Source: 3652586/Pixabay
Source: 3652586/Pixabay

While each of us has our own journey, and you are the best judge in your own healing, here are some common details survivors report noticing as they near the healing or maintenance stages in their recovery:

  1. Decreased self-doubt: Survivors report feeling fewer episodes of self-doubt. They will learn to trust their own decisions, their recognition of red flags, and their remembrance of the past and the trauma they experienced. They will start to hear fewer self-told messages of, “Was it just me?” and decrease the number of dismissive statements such as, "Many had it worse."
  2. Changes in health or body: When we start to heal one aspect of our being, mentally or physically, it causes a chain reaction that spurs improvement in all other areas of life. Maybe one day you realize you haven’t had any nightmares in the past couple of months or that you can now look at family pictures without crying.
  3. Being less offended or bothered by others' boundaries: If your household was chaotic and your caregivers were disrespectful of personal boundaries, it can be hard to learn that other people deserve their own boundaries as much as we do. Survivors entering the healing stage start to recognize themselves being more understanding of others' boundaries and being better about setting their own.
  4. No longer having conversations with "them" in your head: You know those moments when you think of what you would say when you confront the people who have wronged you? Many people want to have their moment in the sun, sharing their feelings and experiences with a neglectful caregiver or another who hurt us, even if they were forced to listen. Many survivors report that they notice fewer of these conversations in their head as they heal.
  5. Increased comfort acknowledging—and feeling—your feelings: Instead of dismissing your feelings, feeling shame or embarrassment over them, or doubting their legitimacy, you start to learn that the only way to process feelings is to acknowledge and allow them to be felt. Survivors approaching healing find themselves more equipped to let themselves respect their feelings and start taking steps to process uncomfortable ones in healthier ways.
  6. Increased comfort with asking for help from others: Instead of believing yourself and your struggles to be a burden on others, you learn to trust in the kindness of the people who support you and learn that they want you to be happy and well. Not only do survivors who arrive at healing report finding it easier to ask for help, but they also recognize how the external perspectives of others benefit them in their journey.
  7. Increased self-compassion: Self-compassion is when we have compassion for ourselves. Many survivors struggle with this, as it was not shown to us in childhood. But as we heal, we learn how to show ourselves kindness and grace for the mistakes we make as we grow.
  8. Ability to recognize when something has triggered you: In many ways, developing self-understanding is a lifelong process. But, as we heal, we are able to recognize when something triggers us—that feeling of being brought back to that feeling of the little child standing helpless while being yelled at, for example. This does not mean that the triggers won't happen, only that we will be able to recognize them as being drawn from something deeper, instead of coming from the present situation.
  9. A decline in self-soothing or self-medicating: Survivors will notice a decline in self-soothing behaviors. Perhaps you notice that you are not reaching for the comfort foods—or substances—you once depended on every evening. Please understand that many times self-soothing behaviors can merge into compulsive behavior or addiction. Many are unable to decrease their use of food or substances without treatment, and this is OK; it does not mean you are not “healing” the correct way. There is no shame in seeking support.

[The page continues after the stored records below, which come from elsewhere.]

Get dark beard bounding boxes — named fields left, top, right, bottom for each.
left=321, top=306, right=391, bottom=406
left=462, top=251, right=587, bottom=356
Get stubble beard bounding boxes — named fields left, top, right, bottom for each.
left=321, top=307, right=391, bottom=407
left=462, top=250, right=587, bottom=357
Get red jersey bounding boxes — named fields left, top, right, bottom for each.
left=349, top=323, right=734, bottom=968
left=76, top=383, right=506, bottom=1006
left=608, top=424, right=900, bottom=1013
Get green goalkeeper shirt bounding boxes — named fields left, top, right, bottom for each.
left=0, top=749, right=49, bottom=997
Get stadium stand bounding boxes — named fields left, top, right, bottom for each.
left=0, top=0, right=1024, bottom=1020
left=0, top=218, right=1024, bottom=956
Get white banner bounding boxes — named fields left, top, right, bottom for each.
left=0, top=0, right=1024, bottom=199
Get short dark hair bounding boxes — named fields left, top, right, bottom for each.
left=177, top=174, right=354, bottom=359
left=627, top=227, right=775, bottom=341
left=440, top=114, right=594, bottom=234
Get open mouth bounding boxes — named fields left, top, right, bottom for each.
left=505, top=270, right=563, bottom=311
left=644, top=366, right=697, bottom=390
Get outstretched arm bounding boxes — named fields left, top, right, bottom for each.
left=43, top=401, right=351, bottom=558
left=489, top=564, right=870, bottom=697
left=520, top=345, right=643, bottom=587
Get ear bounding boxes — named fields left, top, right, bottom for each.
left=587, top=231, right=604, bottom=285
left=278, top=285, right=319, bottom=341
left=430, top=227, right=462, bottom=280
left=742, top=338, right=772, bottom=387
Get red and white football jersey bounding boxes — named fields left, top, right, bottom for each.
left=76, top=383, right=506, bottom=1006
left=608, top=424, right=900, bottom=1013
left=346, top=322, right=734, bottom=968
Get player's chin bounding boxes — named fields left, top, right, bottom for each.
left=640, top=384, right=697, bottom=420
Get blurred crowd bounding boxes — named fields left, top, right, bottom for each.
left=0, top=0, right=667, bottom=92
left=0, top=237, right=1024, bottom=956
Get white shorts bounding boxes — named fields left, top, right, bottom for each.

As with any trauma, recovery from abuse is not something that someone can expect to wake up one day and notice they are healed. It is much more gradual, and you are likely to notice small changes. The truth is that we never really get over it: You have to keep working at it. Healing doesn’t mean you stop feeling negative feelings—only that you feel them when it's appropriate to do so, and you are able to recover from them without staying activated.